After facing a shoulder injury that affected his pitching for a NCAA Division 1 school, Andrew Steven Bynum, a 20-year-old nutrition major, didn’t think he’d be within reach of a state championship at Orange Coast College.
But that is where the pitcher finds himself these days.
After graduating from Ocean View High in 2009, Bynum went off to pitch for UCI for two years but came up with an injury to a bicep tendon.
“It has been mentally straining — going from a D1, to a junior college, and back to a D1 again in the fall,” Bynum said. “But being around the teammates here has made it the funnest and closest team I’ve played with.”
Bynum will be attending Valporaiso University in the fall after receiving a scholarship to the four-year college.
He said he became involved in baseball when he was able to pick up a bat at 3. Much of the passion he has for the sport he accredits to his father who also played and shared the love of the game.

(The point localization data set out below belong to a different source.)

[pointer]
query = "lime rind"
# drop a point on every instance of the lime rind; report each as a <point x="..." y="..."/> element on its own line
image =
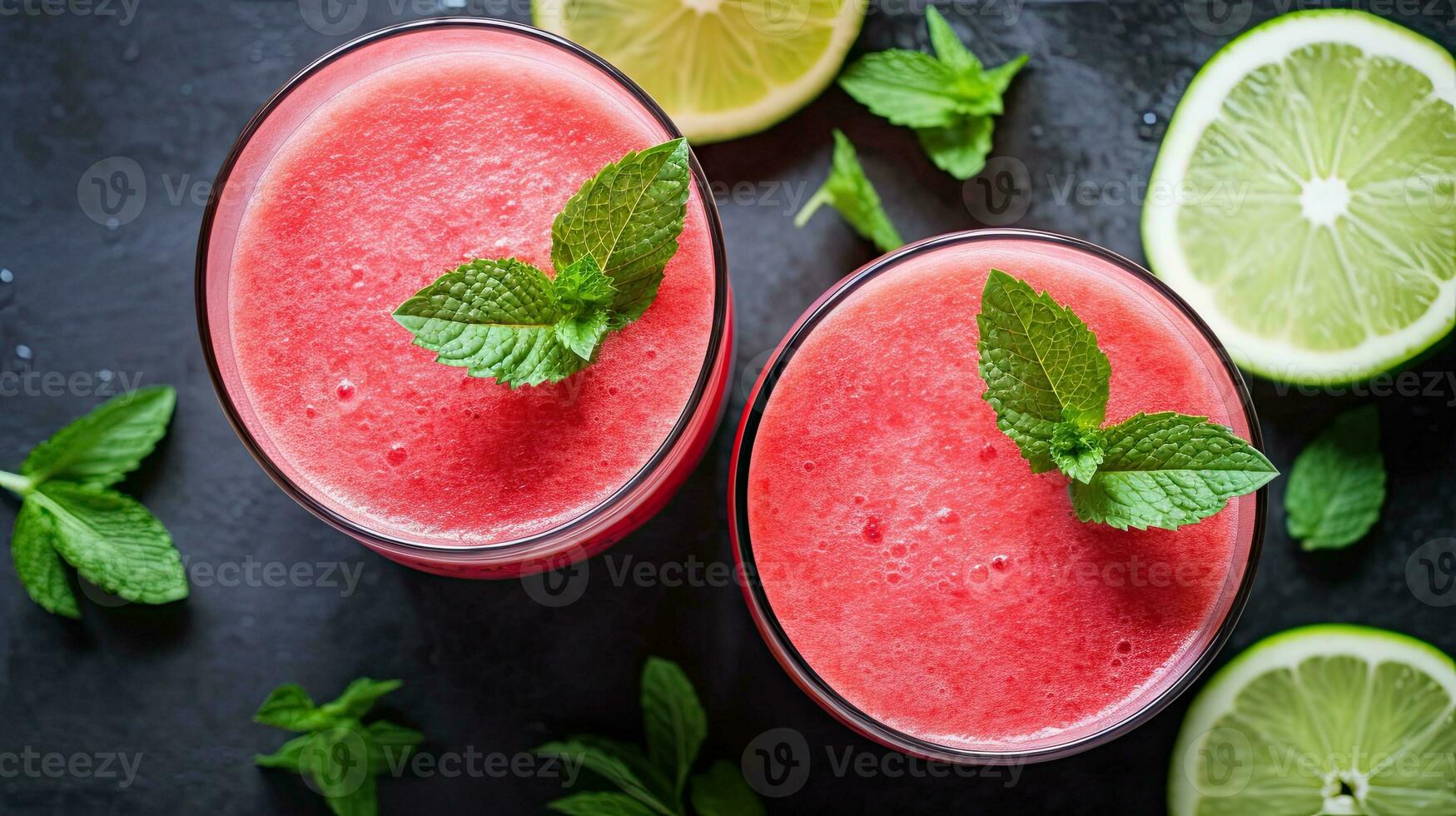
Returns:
<point x="1292" y="691"/>
<point x="721" y="69"/>
<point x="1415" y="297"/>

Part of Bynum’s childhood was spent playing in city leagues where he met his now close friend, Sean Carpentier.
“It’s been really cool to see all his (Bynum’s) hard work pay off,” said Carpentier, 21. “Now I go to his games and offer the moral support.”
He and teammate Austin Wobrock, a 20-year-old kinesiology major, approached the OCC baseball field Sunday to a voluntary practice while teasing each other over who’s been late to practice most often.
They both said they dedicated this season to Jessica Joy Rees and her loss against brain cancer. Jessica was the granddaughter of OCC’s Leon Skeie.
“N.E.G.U. was her motto and it’s been our motto this season — since her grandfather works in the sports complex,” said Wobrock. “It stands for never ever give up.”
The team even shaved their heads earlier in the season in dedication to her battle against cancer.
Bynum received a baseball scholarship to attend and play at Valporaiso University in Indiana. He said he is excited to experience another state and live in an apartment with some new friends.
OCC’s Sports Information Director Tony Altobelli said members of the college’s baseball team are in demand by four-year schools.
“Anyone on the team is pretty much a big deal since they’re No. 1 in state now,” he said.
Bynum and the OCC baseball team will head into the Southern California Regionals Saturday at home at 1 p.m., and will likely be viewed by pro scouts, they said.
“There’s more talent when we play against each other than there is against our competitors,” Bynum said. “It can be difficult because it’s all a matter of luck and who’s going to outshine each other during a game, but it’ll be good pressure to have.”